Robert Otto - Postal Service: Early to rise

By Matt McLaughlin, GCN Staff

Otto applies a farm-bred work ethic to his post as USPS chief technology officer

Robert L. Otto got his first management training milking dairy cows.

Growing up on his family’s farm in Fishertown, Pa., Otto rose at 3:30 every morning to help his father milk 200 cows.

The workdays lasted at least as long as the sunshine, and rain didn’t cancel the work, it merely moved things indoors for tasks such as machine maintenance and repair.

Otto has applied the lessons he learned on the farm throughout his 35-year federal career. As chief technology officer of the Postal Service, Otto arrives for work each morning around 4 a.m. and generally stays until 7 p.m.

“I’m a Type A person,” Otto said. “I can’t sit still. I like to have 30 or 40 things going on.”

Even when he’s away from the office, he keeps in touch wirelessly. Otto sings the praises of the BlackBerry handheld devices from Research in Motion Ltd. of Waterloo, Ontario, that USPS has issued to more than 3,000 managers. The agency uses them for communications and other management applications including continuity of operations.

Fast forward

That need for activity moved Otto’s federal career forward quickly. He recalls graduating from high school on a Thursday and beginning work as a clerk with the Agriculture Department the following Monday.

But the workdays were far shorter than he was used to, so he checked out books on computers from the local library and read them voraciously. After taking a computer class, Otto received a promotion to USDA’s computer operations center. Over the next 11 years, he earned more promotions into the higher ranks of USDA’s IT operations and then took charge of computer security for the Postal Service.

Otto is a “hands-on manager who is very passionate about his job, makes every attempt to lead by example, and effectively communicates his management philosophy and goals to IT staff members,” said Deborah Judy, the Postal Service’s manager of IT value.

His simple life on the farm has influenced Otto’s philosophy as the head of the Postal Service’s IT operations. His mantra is “standardize, centralize and simplify.”

Since he became the CIO of the Postal Service in 2001—followed by the move to his current post as CTO last year—Otto has overseen a massive consolidation designed to standardize the agency’s systems and simplify their management.

The agency needs to consolidate, Otto said, because its IT operation—with 129,000 users and 550,000 devices—is too massive to manage effectively otherwise.

“Every time we get a product, we break it because we’re so big,” he said.

Server centralization

The most basic element of the consolidation has been the centralization of the Postal Service’s servers. From an IT infrastructure that included 15,000 servers at hundreds of locations across the country, the agency has whittled the number down to 3,000 servers at two IT centers, in Eagan, Minn., and San Mateo, Calif. The move has saved the agency $30 million a year, Otto estimated.

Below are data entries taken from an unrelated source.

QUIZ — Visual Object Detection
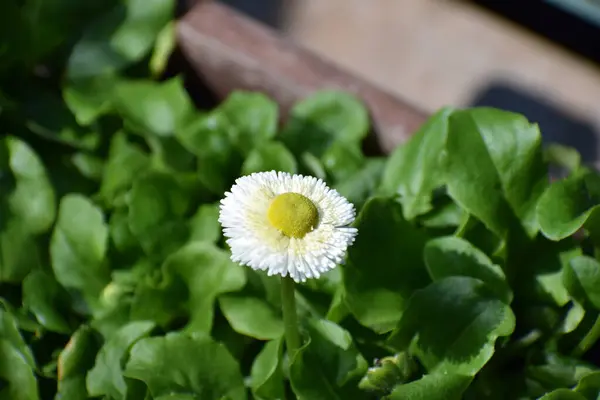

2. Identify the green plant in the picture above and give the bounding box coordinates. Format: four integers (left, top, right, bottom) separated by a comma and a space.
0, 0, 600, 400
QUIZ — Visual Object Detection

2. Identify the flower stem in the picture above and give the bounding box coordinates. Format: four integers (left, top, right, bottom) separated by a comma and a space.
281, 276, 300, 358
572, 316, 600, 357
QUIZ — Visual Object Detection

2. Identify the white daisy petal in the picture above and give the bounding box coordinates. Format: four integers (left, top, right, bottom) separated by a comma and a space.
219, 171, 357, 282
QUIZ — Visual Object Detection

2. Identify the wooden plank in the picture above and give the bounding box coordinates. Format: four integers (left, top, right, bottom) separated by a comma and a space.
178, 1, 426, 153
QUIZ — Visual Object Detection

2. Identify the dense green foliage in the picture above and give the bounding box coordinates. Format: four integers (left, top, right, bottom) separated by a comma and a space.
0, 0, 600, 400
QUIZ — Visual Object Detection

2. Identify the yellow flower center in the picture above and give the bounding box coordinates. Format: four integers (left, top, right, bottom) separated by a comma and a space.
267, 193, 319, 239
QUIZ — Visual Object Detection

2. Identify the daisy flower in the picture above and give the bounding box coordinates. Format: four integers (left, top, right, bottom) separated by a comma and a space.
219, 171, 357, 282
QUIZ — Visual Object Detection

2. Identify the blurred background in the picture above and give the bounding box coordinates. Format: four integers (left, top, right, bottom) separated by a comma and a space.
223, 0, 600, 167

Likewise, he has reduced the number of staff members’ software tools from 1,500 to 380, the number of vendor partners from 200 to a dozen, and the number of help desks from 119 to four. He said he plans eventually to have only one help desk for the entire operation.

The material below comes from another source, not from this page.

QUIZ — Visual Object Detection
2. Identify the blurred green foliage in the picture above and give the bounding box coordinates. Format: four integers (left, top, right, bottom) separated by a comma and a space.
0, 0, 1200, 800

Each move has saved the Postal Service millions of dollars, yielding an IT budget that has shrunk every year since 2000.

A key to the success of the Postal Service’s IT operations is establishing metrics, Otto said.

In an IT meeting room at USPS headquarters in Washington, for example, a large chart tracks the performance of all 34 agency IT managers. The chart lists the top four priorities for each manager and displays a success score—color coded in green, yellow or red—for each quarter of the fiscal year.

“I have this belief that if you measure things, people will make them efficient,” Otto said.